# Serve model deploy to vertex AI

In [1]:
import os
import shutil

# Lấy đường dẫn tới thư mục cache của Hugging Face
cache_dir = os.path.expanduser("~/.cache/huggingface/hub")

# Xóa toàn bộ cache mô hình đã tải
if os.path.exists(cache_dir):
    shutil.rmtree(cache_dir)
    print(f"Đã xóa toàn bộ cache trong: {cache_dir}")
else:
    print(f"Thư mục cache không tồn tại: {cache_dir}")


Đã xóa toàn bộ cache trong: C:\Users\datkt/.cache/huggingface/hub


**Setup environment**

In [None]:
%%writefile requirements.txt

uvicorn[standard]==0.20.0
gunicorn==23.0.0
fastapi[all]==0.88.0
pydantic==1.10.18

In [3]:
!python -m venv .venv
!.venv\Scripts\activate
!conda deactivate
!python -m pip install --upgrade pip
!pip install --no-cache-dir -r ./requirements.txtm

'.venv' is not recognized as an internal or external command,
operable program or batch file.


Collecting uvicorn==0.20.0 (from uvicorn[standard]==0.20.0->-r ./requirements.txt (line 1))

ERROR: pip's dependency resolver does not currently take into account all the packages that are installed.
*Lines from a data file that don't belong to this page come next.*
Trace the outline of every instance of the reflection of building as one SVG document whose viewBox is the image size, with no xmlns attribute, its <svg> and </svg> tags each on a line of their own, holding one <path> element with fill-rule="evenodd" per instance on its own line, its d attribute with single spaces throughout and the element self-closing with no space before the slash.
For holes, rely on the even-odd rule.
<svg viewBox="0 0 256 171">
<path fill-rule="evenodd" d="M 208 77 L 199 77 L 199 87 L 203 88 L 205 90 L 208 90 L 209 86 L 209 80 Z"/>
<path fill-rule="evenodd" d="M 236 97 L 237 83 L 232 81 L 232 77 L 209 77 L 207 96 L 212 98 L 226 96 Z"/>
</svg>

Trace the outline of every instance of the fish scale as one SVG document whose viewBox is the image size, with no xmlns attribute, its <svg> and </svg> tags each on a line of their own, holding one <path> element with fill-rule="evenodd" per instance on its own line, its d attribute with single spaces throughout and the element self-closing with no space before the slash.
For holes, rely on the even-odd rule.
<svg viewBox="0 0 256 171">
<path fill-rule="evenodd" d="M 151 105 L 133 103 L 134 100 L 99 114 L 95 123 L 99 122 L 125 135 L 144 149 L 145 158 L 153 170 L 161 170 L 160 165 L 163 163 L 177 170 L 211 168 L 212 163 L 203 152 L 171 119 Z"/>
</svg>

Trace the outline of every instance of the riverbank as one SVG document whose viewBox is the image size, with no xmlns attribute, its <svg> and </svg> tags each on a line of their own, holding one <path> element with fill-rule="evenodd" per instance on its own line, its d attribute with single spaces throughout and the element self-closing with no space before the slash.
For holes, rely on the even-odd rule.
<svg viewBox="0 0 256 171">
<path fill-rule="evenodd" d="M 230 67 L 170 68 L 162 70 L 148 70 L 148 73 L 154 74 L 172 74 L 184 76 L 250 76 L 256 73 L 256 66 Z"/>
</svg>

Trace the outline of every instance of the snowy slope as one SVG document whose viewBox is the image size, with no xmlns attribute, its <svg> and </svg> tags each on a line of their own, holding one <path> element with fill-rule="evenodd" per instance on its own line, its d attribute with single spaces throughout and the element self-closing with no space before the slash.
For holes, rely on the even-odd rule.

This behaviour is the source of the following dependency conflicts.
pandantic 0.3.0 requires pydantic<3.0.0,>=2.0.0, but you have pydantic 1.10.18 which is incompatible.



  Downloading uvicorn-0.20.0-py3-none-any.whl.metadata (6.2 kB)
Collecting gunicorn==23.0.0 (from -r ./requirements.txt (line 2))
  Downloading gunicorn-23.0.0-py3-none-any.whl.metadata (4.4 kB)
Collecting fastapi==0.88.0 (from fastapi[all]==0.88.0->-r ./requirements.txt (line 3))
  Downloading fastapi-0.88.0-py3-none-any.whl.metadata (24 kB)
Collecting pydantic (from -r ./requirements.txt (line 4))
  Downloading pydantic-1.10.18-cp311-cp311-win_amd64.whl.metadata (153 kB)
Collecting starlette==0.22.0 (from fastapi==0.88.0->fastapi[all]==0.88.0->-r ./requirements.txt (line 3))
  Downloading starlette-0.22.0-py3-none-any.whl.metadata (5.8 kB)
Collecting orjson>=3.2.1 (from fastapi[all]==0.88.0->-r ./requirements.txt (line 3))
  Downloading orjson-3.10.7-cp311-none-win_amd64.whl.metadata (51 kB)
Collecting ujson!=4.0.2,!=4.1.0,!=4.2.0,!=4.3.0,!=5.0.0,!=5.1.0,>=4.0.1 (from fastapi[all]==0.88.0->-r ./requirements.txt (line 3))
  Downloading ujson-5.10.0-cp311-cp311-win_amd64.whl.metadata 

**Build example model with FastAPI**

In [1]:
%%writefile main.py

import random
from typing import List, Optional

import uvicorn  # noqa: F401
from fastapi import FastAPI, Request
from pydantic import BaseModel

# Initialize FastAPI app
app = FastAPI(title="Sentiment Analysis API")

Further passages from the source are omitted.